Lately, I’ve had this question about verse 12:
Because of how verse 13 seamlessly transitions into the subject being “Him”, can we infer that when verse 12 says the “word of God”, it is referring to “Him” as the “word of God”?
Though the usage of the word “it” in verse 12 doesn’t quite fit this hypothesis, it should be noted that at least couple other translations (KJV and NASB) do not include it. Overall, the way this text reads, it looks like the thoughts in verse 13 are a direct progression of the thoughts in verse 12. If that is the case, then it makes more sense to read “Him” into “the word of God” than it would to assume that “the word of God” simply means ‘the Bible’. To illustrate my point, let’s read it that way:
“For the Bible is living and effective and sharper than any two-edged sword, penetrating as far as to divide soul, spirit, joints, and marrow; it is a judge of the thoughts and ideas of the heart. 13) No creature is hidden from Him, but all things are naked and exposed to the eyes of Him to whom we must give an account.”
I wouldn’t read it that way, but maybe you could argue a conceptual link in that both the inspired text and Jesus our savior are both expressions of God. In fact, earlier in the letter to the Hebrews (1:3), the author refers to Jesus as “the exact expression” of God’s nature.
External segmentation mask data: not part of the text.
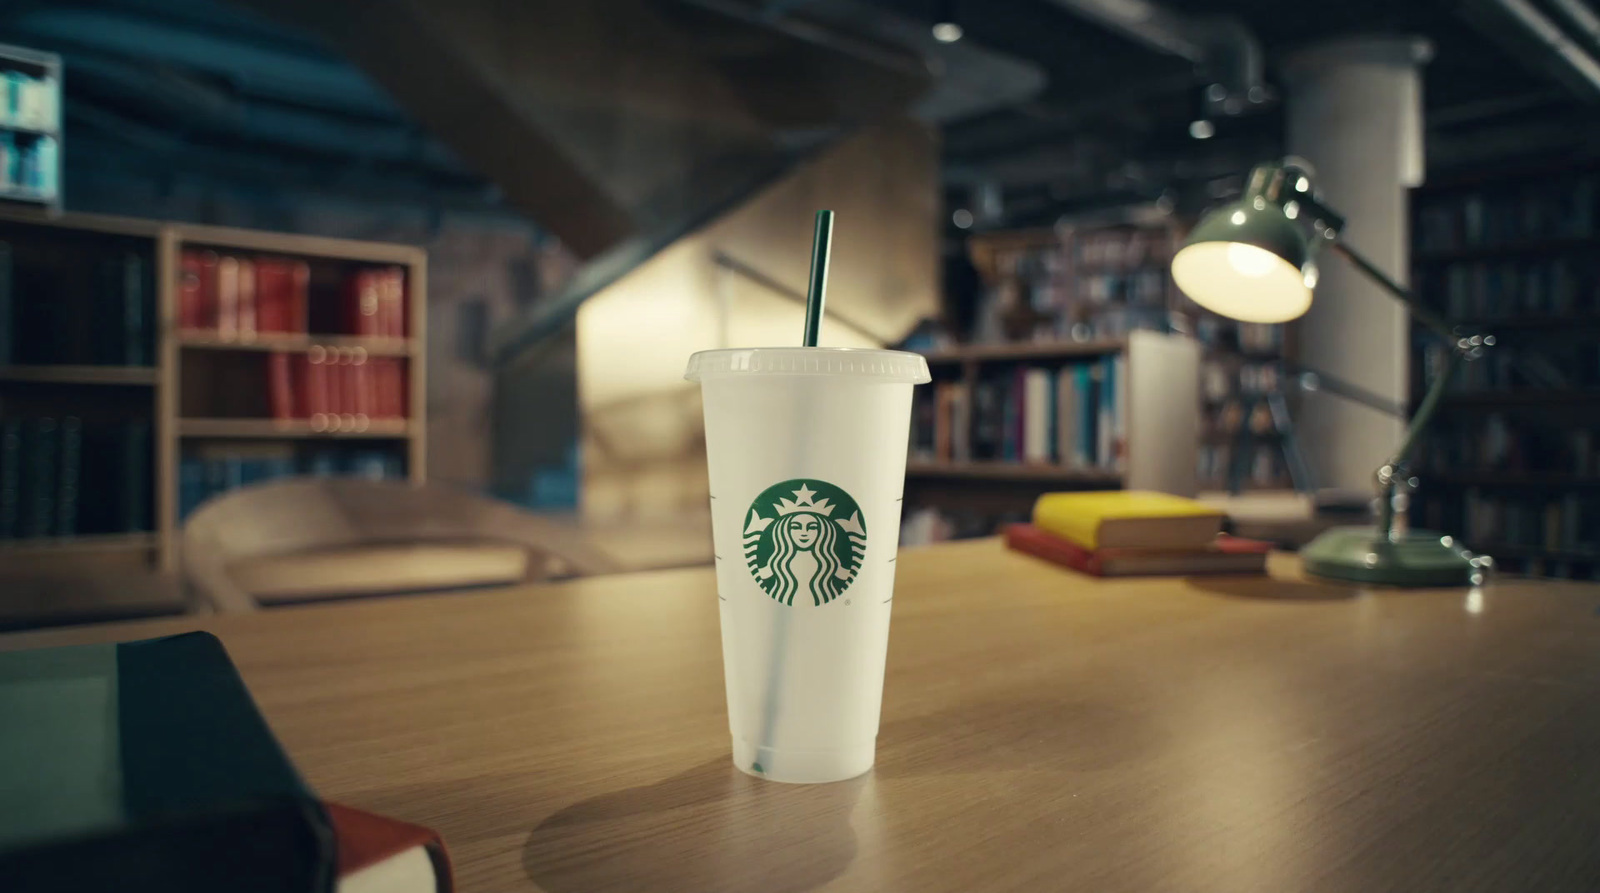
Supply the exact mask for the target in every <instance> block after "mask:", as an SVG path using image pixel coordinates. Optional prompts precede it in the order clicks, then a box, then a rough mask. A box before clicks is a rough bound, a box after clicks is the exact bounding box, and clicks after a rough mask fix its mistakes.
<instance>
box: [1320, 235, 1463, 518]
mask: <svg viewBox="0 0 1600 893" xmlns="http://www.w3.org/2000/svg"><path fill="white" fill-rule="evenodd" d="M1331 250H1333V251H1336V253H1338V254H1341V256H1342V258H1344V259H1347V261H1350V262H1352V264H1355V267H1357V269H1358V270H1362V272H1363V274H1366V277H1368V278H1371V280H1373V282H1376V283H1378V285H1381V286H1384V290H1386V291H1389V293H1390V294H1394V296H1395V298H1398V299H1400V302H1402V304H1405V307H1406V310H1410V314H1411V317H1413V318H1416V322H1419V323H1422V325H1424V326H1427V330H1429V331H1432V333H1434V334H1437V336H1438V338H1442V339H1443V341H1445V344H1448V346H1450V347H1451V350H1450V355H1448V358H1446V362H1445V365H1443V368H1442V370H1438V374H1437V376H1434V384H1432V386H1430V387H1429V389H1427V394H1424V395H1422V402H1421V403H1419V405H1418V408H1416V413H1413V414H1411V422H1410V424H1408V426H1406V430H1405V440H1402V442H1400V448H1398V450H1395V451H1394V456H1390V459H1389V461H1387V463H1384V467H1381V469H1378V483H1379V485H1381V487H1382V488H1384V493H1382V498H1381V499H1379V501H1378V533H1379V535H1382V536H1384V539H1390V538H1394V525H1395V490H1397V488H1398V487H1400V482H1403V480H1406V479H1408V477H1410V471H1408V467H1410V461H1411V451H1413V450H1414V448H1416V443H1418V440H1421V438H1422V430H1426V429H1427V426H1429V422H1432V421H1434V414H1435V413H1437V411H1438V402H1440V400H1442V398H1443V395H1445V389H1446V387H1448V386H1450V378H1451V376H1453V374H1454V371H1456V366H1459V365H1461V360H1462V358H1464V357H1467V355H1469V354H1467V352H1466V350H1464V349H1462V339H1461V338H1459V336H1458V334H1456V331H1454V330H1453V328H1451V325H1450V323H1448V322H1445V317H1442V315H1438V314H1435V312H1434V310H1430V309H1427V307H1426V306H1424V304H1422V299H1421V298H1418V294H1416V291H1411V290H1410V288H1406V286H1403V285H1400V283H1398V282H1395V280H1394V278H1390V277H1389V274H1386V272H1384V270H1381V269H1378V266H1376V264H1373V262H1371V261H1368V259H1366V258H1363V256H1362V254H1360V253H1358V251H1355V250H1354V248H1350V246H1349V245H1344V243H1342V242H1338V240H1336V242H1334V243H1333V245H1331ZM1490 342H1491V344H1493V339H1490ZM1470 355H1475V354H1470Z"/></svg>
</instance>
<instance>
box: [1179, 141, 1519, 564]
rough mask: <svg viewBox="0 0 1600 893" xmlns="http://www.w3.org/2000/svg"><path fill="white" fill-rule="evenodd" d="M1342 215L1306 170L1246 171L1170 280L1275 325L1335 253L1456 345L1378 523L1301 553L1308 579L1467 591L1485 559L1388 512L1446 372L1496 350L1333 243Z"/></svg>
mask: <svg viewBox="0 0 1600 893" xmlns="http://www.w3.org/2000/svg"><path fill="white" fill-rule="evenodd" d="M1342 227H1344V218H1342V216H1339V214H1338V213H1336V211H1333V210H1330V208H1328V206H1326V205H1323V203H1322V197H1320V195H1318V194H1317V192H1315V190H1314V187H1312V179H1310V171H1309V168H1307V166H1306V165H1302V163H1299V162H1294V160H1291V158H1286V160H1283V162H1275V163H1264V165H1258V166H1256V170H1253V171H1250V182H1248V184H1246V189H1245V195H1243V197H1242V198H1240V200H1238V202H1235V203H1232V205H1226V206H1222V208H1219V210H1216V211H1211V213H1210V214H1206V216H1205V218H1202V219H1200V222H1198V224H1197V226H1195V229H1194V230H1192V232H1190V234H1189V238H1187V240H1184V246H1182V248H1181V250H1179V251H1178V254H1176V256H1174V258H1173V280H1176V282H1178V288H1181V290H1182V291H1184V293H1186V294H1189V298H1192V299H1194V301H1195V302H1197V304H1200V306H1202V307H1205V309H1208V310H1211V312H1216V314H1221V315H1224V317H1232V318H1235V320H1242V322H1254V323H1282V322H1288V320H1293V318H1296V317H1299V315H1302V314H1304V312H1306V310H1307V309H1310V302H1312V290H1314V288H1315V285H1317V266H1315V259H1317V258H1315V256H1317V251H1318V250H1320V248H1328V250H1330V251H1333V253H1336V254H1341V256H1342V258H1344V259H1347V261H1349V262H1352V264H1355V267H1357V269H1358V270H1362V272H1363V274H1366V277H1368V278H1371V280H1373V282H1376V283H1378V285H1381V286H1382V288H1384V290H1386V291H1389V293H1390V294H1394V296H1395V298H1398V299H1400V301H1402V302H1403V304H1405V306H1406V309H1408V310H1410V312H1411V315H1413V317H1414V318H1416V320H1418V322H1421V323H1422V325H1424V326H1427V328H1429V331H1432V333H1434V334H1437V336H1438V338H1443V339H1445V342H1446V344H1450V346H1453V349H1454V350H1453V355H1451V360H1450V362H1448V365H1446V366H1445V368H1443V370H1440V371H1438V374H1437V376H1434V384H1432V386H1430V387H1429V390H1427V395H1424V397H1422V403H1421V405H1419V406H1418V410H1416V413H1414V414H1413V416H1411V424H1410V427H1406V434H1405V440H1403V442H1402V443H1400V448H1398V450H1395V453H1394V456H1392V458H1390V459H1389V461H1387V463H1384V464H1382V467H1379V469H1378V488H1379V503H1378V525H1376V527H1336V528H1331V530H1328V531H1325V533H1323V535H1322V536H1318V538H1317V539H1314V541H1310V543H1309V544H1307V546H1306V547H1304V549H1301V559H1302V562H1304V567H1306V570H1307V571H1309V573H1314V575H1317V576H1326V578H1334V579H1344V581H1352V583H1371V584H1384V586H1464V584H1470V583H1478V581H1482V567H1480V565H1486V563H1488V559H1475V557H1474V555H1472V554H1470V552H1467V551H1466V549H1462V547H1461V546H1459V544H1458V543H1456V541H1454V539H1453V538H1450V536H1445V535H1440V533H1429V531H1422V530H1400V528H1397V525H1395V507H1397V501H1398V499H1400V498H1402V496H1400V491H1402V490H1410V488H1414V487H1416V479H1414V477H1413V475H1411V471H1410V461H1411V451H1413V448H1414V447H1416V443H1418V440H1419V435H1421V432H1422V429H1426V427H1427V422H1429V421H1430V419H1432V418H1434V411H1435V410H1437V408H1438V400H1440V397H1442V395H1443V392H1445V386H1446V382H1448V381H1450V374H1451V373H1453V371H1454V368H1456V366H1458V365H1459V362H1462V360H1475V358H1478V357H1480V355H1483V350H1485V349H1486V347H1491V346H1493V344H1494V336H1493V334H1474V336H1466V338H1464V336H1459V334H1456V331H1454V328H1453V326H1451V325H1450V323H1448V322H1445V320H1443V318H1442V317H1438V315H1435V314H1434V312H1432V310H1429V309H1427V307H1424V306H1422V302H1421V301H1419V299H1418V296H1416V294H1414V293H1413V291H1411V290H1408V288H1405V286H1403V285H1400V283H1397V282H1395V280H1392V278H1389V277H1387V275H1386V274H1384V272H1382V270H1379V269H1378V267H1374V266H1373V264H1371V261H1368V259H1366V258H1363V256H1360V254H1358V253H1355V251H1354V250H1350V246H1349V245H1346V243H1342V242H1341V240H1339V234H1341V230H1342Z"/></svg>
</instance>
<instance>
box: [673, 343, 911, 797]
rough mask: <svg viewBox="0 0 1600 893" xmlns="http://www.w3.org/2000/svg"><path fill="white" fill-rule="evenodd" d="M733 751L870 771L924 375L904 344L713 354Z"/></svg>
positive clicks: (712, 538) (694, 363)
mask: <svg viewBox="0 0 1600 893" xmlns="http://www.w3.org/2000/svg"><path fill="white" fill-rule="evenodd" d="M685 378H688V379H690V381H699V382H701V397H702V403H704V408H706V463H707V467H709V471H710V498H712V501H710V519H712V541H714V544H715V554H717V597H718V600H720V602H718V605H720V608H722V659H723V675H725V679H726V687H728V727H730V730H731V733H733V762H734V765H736V767H739V768H741V770H744V771H747V773H750V775H755V776H760V778H770V779H773V781H790V783H821V781H842V779H846V778H854V776H858V775H861V773H864V771H867V770H869V768H872V760H874V754H875V751H877V736H878V712H880V707H882V706H883V661H885V656H886V655H888V637H890V608H891V602H893V599H894V555H896V551H898V549H899V519H901V496H902V491H904V487H906V447H907V434H909V430H910V392H912V386H915V384H922V382H926V381H928V363H926V360H923V358H922V357H920V355H917V354H906V352H899V350H851V349H842V347H754V349H738V350H702V352H699V354H694V355H693V357H690V365H688V371H685Z"/></svg>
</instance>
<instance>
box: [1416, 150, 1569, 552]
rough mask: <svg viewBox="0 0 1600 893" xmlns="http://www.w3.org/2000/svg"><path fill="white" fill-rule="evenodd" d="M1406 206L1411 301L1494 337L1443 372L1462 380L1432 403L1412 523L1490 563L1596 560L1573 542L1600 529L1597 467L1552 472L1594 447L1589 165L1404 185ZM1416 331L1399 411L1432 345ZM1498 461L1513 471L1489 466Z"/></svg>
mask: <svg viewBox="0 0 1600 893" xmlns="http://www.w3.org/2000/svg"><path fill="white" fill-rule="evenodd" d="M1411 214H1413V226H1411V232H1413V237H1414V238H1416V245H1414V251H1413V277H1411V282H1413V283H1416V286H1418V293H1419V294H1421V298H1422V299H1424V301H1427V302H1429V304H1430V307H1432V309H1434V310H1435V312H1438V314H1442V315H1445V317H1446V318H1451V320H1459V325H1462V326H1464V328H1466V330H1477V331H1485V333H1502V334H1504V338H1501V346H1498V347H1496V349H1494V350H1491V352H1490V354H1488V357H1485V358H1483V360H1480V362H1477V363H1474V365H1470V366H1469V368H1466V370H1458V378H1456V382H1458V384H1461V386H1462V387H1464V390H1459V392H1451V394H1446V395H1445V397H1443V400H1442V402H1440V408H1442V410H1443V411H1442V413H1440V416H1438V419H1435V424H1434V426H1432V427H1430V430H1429V435H1427V438H1426V440H1424V443H1422V451H1421V456H1419V458H1421V461H1419V467H1418V475H1419V477H1421V479H1422V488H1421V490H1419V491H1418V495H1416V498H1414V499H1413V503H1411V519H1413V523H1418V525H1419V527H1429V528H1435V530H1442V531H1443V533H1448V535H1451V536H1456V538H1458V539H1461V541H1462V543H1466V544H1469V546H1470V547H1472V549H1475V551H1480V552H1485V554H1488V555H1493V557H1496V559H1507V560H1517V562H1522V560H1526V562H1530V563H1541V562H1557V563H1566V562H1578V563H1584V562H1597V560H1600V552H1594V551H1586V549H1584V544H1586V543H1592V541H1594V538H1595V530H1597V528H1600V475H1578V474H1573V472H1568V471H1565V469H1573V467H1578V466H1579V463H1582V464H1586V466H1587V467H1594V463H1595V461H1597V455H1595V450H1597V448H1600V422H1597V421H1595V413H1594V408H1595V406H1597V405H1600V370H1595V368H1594V358H1592V354H1590V352H1589V346H1590V344H1592V341H1594V334H1595V333H1594V330H1595V328H1597V326H1600V294H1597V293H1595V290H1594V278H1592V264H1590V258H1592V254H1594V251H1595V248H1600V163H1595V162H1594V160H1587V162H1574V163H1570V165H1565V166H1558V165H1547V166H1518V168H1501V170H1478V171H1470V173H1467V174H1462V176H1456V178H1451V179H1438V178H1434V182H1430V184H1429V186H1424V187H1421V189H1416V190H1413V194H1411ZM1514 333H1515V334H1514ZM1416 342H1419V344H1427V346H1429V347H1426V350H1424V352H1419V354H1421V355H1419V357H1418V358H1414V360H1413V374H1411V381H1413V408H1414V406H1416V405H1418V402H1419V400H1421V397H1422V390H1424V387H1426V384H1427V382H1429V381H1430V378H1429V371H1430V368H1429V366H1427V362H1429V357H1430V355H1432V357H1434V358H1437V355H1438V354H1440V352H1442V350H1443V349H1442V347H1438V346H1435V344H1434V342H1432V341H1430V339H1427V338H1426V336H1419V338H1418V339H1416ZM1517 355H1522V357H1533V355H1536V357H1539V358H1541V360H1542V362H1544V365H1547V368H1550V370H1552V371H1554V373H1555V374H1558V376H1560V378H1562V379H1565V382H1566V384H1568V386H1570V387H1562V389H1541V387H1531V386H1523V381H1525V376H1523V374H1518V370H1517V368H1515V366H1512V365H1510V362H1509V360H1512V358H1515V357H1517ZM1512 463H1514V464H1517V466H1518V467H1520V469H1523V471H1514V472H1512V471H1494V467H1496V466H1504V464H1512ZM1512 541H1515V543H1512ZM1517 543H1541V544H1550V546H1554V547H1550V549H1546V547H1544V546H1523V544H1517ZM1578 573H1587V571H1586V570H1579V571H1578Z"/></svg>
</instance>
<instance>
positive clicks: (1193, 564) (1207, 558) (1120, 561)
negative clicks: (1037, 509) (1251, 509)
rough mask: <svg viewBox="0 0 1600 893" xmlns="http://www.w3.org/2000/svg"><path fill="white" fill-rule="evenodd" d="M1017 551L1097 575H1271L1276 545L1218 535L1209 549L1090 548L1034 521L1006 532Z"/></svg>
mask: <svg viewBox="0 0 1600 893" xmlns="http://www.w3.org/2000/svg"><path fill="white" fill-rule="evenodd" d="M1005 544H1006V547H1008V549H1011V551H1014V552H1024V554H1027V555H1034V557H1035V559H1045V560H1046V562H1054V563H1058V565H1062V567H1067V568H1072V570H1075V571H1082V573H1088V575H1094V576H1190V575H1202V573H1240V575H1243V573H1266V571H1267V552H1270V551H1272V544H1270V543H1262V541H1259V539H1243V538H1238V536H1229V535H1226V533H1221V535H1218V538H1216V541H1214V543H1213V544H1211V546H1206V547H1205V549H1085V547H1082V546H1078V544H1077V543H1070V541H1067V539H1062V538H1059V536H1051V535H1048V533H1045V531H1043V530H1038V528H1037V527H1034V525H1030V523H1013V525H1008V527H1006V528H1005Z"/></svg>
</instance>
Here is yet another thought: maybe we are trying to define “the word” too narrowly here. What I mean is that the beginning of verse 12 represents a break in the thought or argument being presented: it’s as if the author is taking a break from the presentation of the main argument in order to acknowledge God’s wisdom. Chapters 3 and 4 give a big picture presentation of some of God’s dealings with His people, and in particular the true way to enter His rest and obey Him, and then it’s if verse 12 comes to affirm the wisdom and authority of how God set all that up. And then it seems like 4:14 resumes the big picture presentation. My point is that the way 4:12 uses the word (Greek, ‘logos’), it is meant to be a deep and rich praise of God’s mind and God’s ways. Therefore, don’t read “word” into “logos”, instead, read “logos” into “word”. I would think of “word” here as, ‘the way God has presented Himself’
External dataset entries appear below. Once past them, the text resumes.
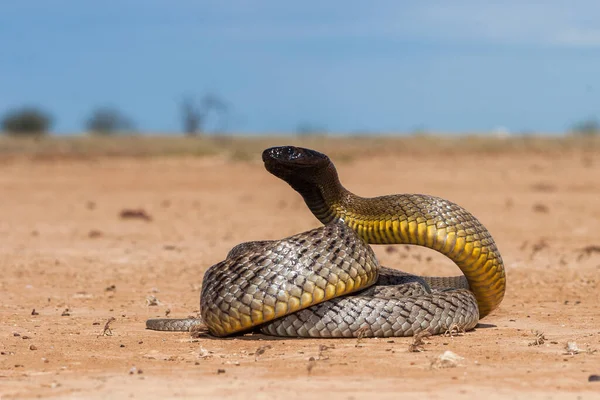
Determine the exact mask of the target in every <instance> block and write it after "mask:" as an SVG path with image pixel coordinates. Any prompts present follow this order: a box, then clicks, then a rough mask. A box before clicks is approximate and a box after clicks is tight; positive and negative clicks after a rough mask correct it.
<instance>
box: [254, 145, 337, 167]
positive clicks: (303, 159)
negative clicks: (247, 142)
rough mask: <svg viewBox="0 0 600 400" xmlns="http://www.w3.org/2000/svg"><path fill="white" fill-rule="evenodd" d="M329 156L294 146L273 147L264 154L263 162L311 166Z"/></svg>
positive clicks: (265, 152) (263, 157) (299, 147)
mask: <svg viewBox="0 0 600 400" xmlns="http://www.w3.org/2000/svg"><path fill="white" fill-rule="evenodd" d="M320 160H327V156H326V155H324V154H321V153H319V152H318V151H315V150H310V149H305V148H302V147H294V146H280V147H271V148H270V149H267V150H265V151H264V152H263V161H265V162H267V161H278V162H282V163H286V164H287V163H289V164H298V165H302V164H303V165H310V164H314V163H315V162H317V161H320Z"/></svg>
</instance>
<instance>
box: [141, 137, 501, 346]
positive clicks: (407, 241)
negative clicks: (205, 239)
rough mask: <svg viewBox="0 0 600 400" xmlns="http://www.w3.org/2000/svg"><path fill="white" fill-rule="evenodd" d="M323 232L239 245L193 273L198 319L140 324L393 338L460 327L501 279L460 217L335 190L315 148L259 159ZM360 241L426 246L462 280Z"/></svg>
mask: <svg viewBox="0 0 600 400" xmlns="http://www.w3.org/2000/svg"><path fill="white" fill-rule="evenodd" d="M262 159H263V162H264V166H265V168H266V169H267V171H268V172H270V173H271V174H273V175H274V176H276V177H278V178H280V179H282V180H284V181H285V182H287V183H288V184H289V185H290V186H291V187H292V188H293V189H294V190H295V191H296V192H298V193H299V194H300V195H301V196H302V198H303V199H304V202H305V203H306V205H307V206H308V208H309V209H310V211H311V212H312V213H313V214H314V216H315V217H316V218H317V219H318V220H319V221H320V222H321V223H322V226H321V227H319V228H315V229H312V230H309V231H307V232H302V233H299V234H296V235H293V236H290V237H287V238H284V239H280V240H259V241H252V242H245V243H241V244H239V245H237V246H235V247H234V248H233V249H231V250H230V251H229V253H228V254H227V257H226V258H225V260H223V261H221V262H219V263H217V264H215V265H213V266H211V267H210V268H208V269H207V271H206V272H205V274H204V278H203V281H202V289H201V294H200V315H201V318H185V319H149V320H147V321H146V328H147V329H152V330H161V331H189V330H191V329H194V327H196V326H199V325H201V326H204V327H206V328H207V329H208V332H209V333H210V334H211V335H213V336H216V337H225V336H230V335H237V334H244V333H247V332H256V331H260V332H262V333H264V334H267V335H275V336H287V337H396V336H397V337H401V336H413V335H417V334H420V333H422V332H427V333H429V334H434V335H435V334H441V333H445V332H448V331H449V330H451V329H459V330H461V331H468V330H471V329H473V328H475V327H476V326H477V324H478V322H479V320H480V319H481V318H484V317H485V316H487V315H488V314H490V313H491V312H492V311H493V310H495V309H496V308H497V307H498V306H499V305H500V303H501V302H502V300H503V298H504V294H505V290H506V274H505V270H504V264H503V261H502V257H501V255H500V252H499V251H498V248H497V246H496V244H495V241H494V239H493V238H492V236H491V234H490V232H489V231H488V230H487V229H486V228H485V227H484V226H483V224H481V222H479V221H478V220H477V218H475V217H474V216H473V215H472V214H471V213H470V212H468V211H467V210H465V209H464V208H462V207H460V206H459V205H457V204H455V203H452V202H450V201H448V200H445V199H442V198H439V197H434V196H430V195H423V194H395V195H387V196H380V197H374V198H364V197H360V196H358V195H355V194H354V193H352V192H350V191H349V190H347V189H346V188H345V187H344V186H342V184H341V182H340V179H339V177H338V173H337V170H336V168H335V165H334V164H333V162H332V161H331V160H330V158H329V157H328V156H327V155H325V154H323V153H320V152H318V151H315V150H311V149H306V148H301V147H295V146H278V147H272V148H268V149H266V150H265V151H264V152H263V154H262ZM371 244H407V245H418V246H424V247H427V248H430V249H433V250H435V251H437V252H439V253H441V254H443V255H445V256H446V257H447V258H449V259H450V260H452V261H453V262H454V263H455V264H456V265H457V266H458V267H459V269H460V270H461V272H462V275H459V276H451V277H428V276H419V275H414V274H409V273H406V272H403V271H400V270H397V269H391V268H386V267H384V266H381V265H380V264H379V262H378V260H377V258H376V256H375V253H374V251H373V249H372V248H371V246H370V245H371Z"/></svg>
Here is the affirmation I see in 4:12;
This is the way that God has laid forth, and what He has laid forth (or presented) is living and effective…
According to the Strong’s Concordance, ‘logos’ comes from a verb, ‘lego’, which means;
“properly to ‘lay’ forth, i.e. (figuratively) relate… by implication, to mean”
Fittingly, the word “account” in 4:13 is also logos:
“For the logos of God is living and effective and sharper than any two-edged sword, penetrating as far as to divide soul, spirit, joints, and marrow; it is a judge of the thoughts and ideas of the heart. No creature is hidden from Him, but all things are naked and exposed to the eyes of Him to whom we must give a logos.”
The most important thing about an account is, does it match what actually happened? Is it an accurate reflection of what actually happened? I once came across the idea that in the phrase “two-edged” sword, the word for ‘edge’ is closely related to the word for ‘mouth’. Where this author went with that linguistic link is that saying the same thing that God is saying, and thereby giving ‘two mouths’ to His word, is a weapon of our spiritual warfare. Is this application a stretch for the way the text reads? I don’t know. However, this passage surely does affirm that He sees the naked truth, and that our logos will have to stand before that all-encompassing knowledge. A person’s logos is true only to the extent that it matches what God sees.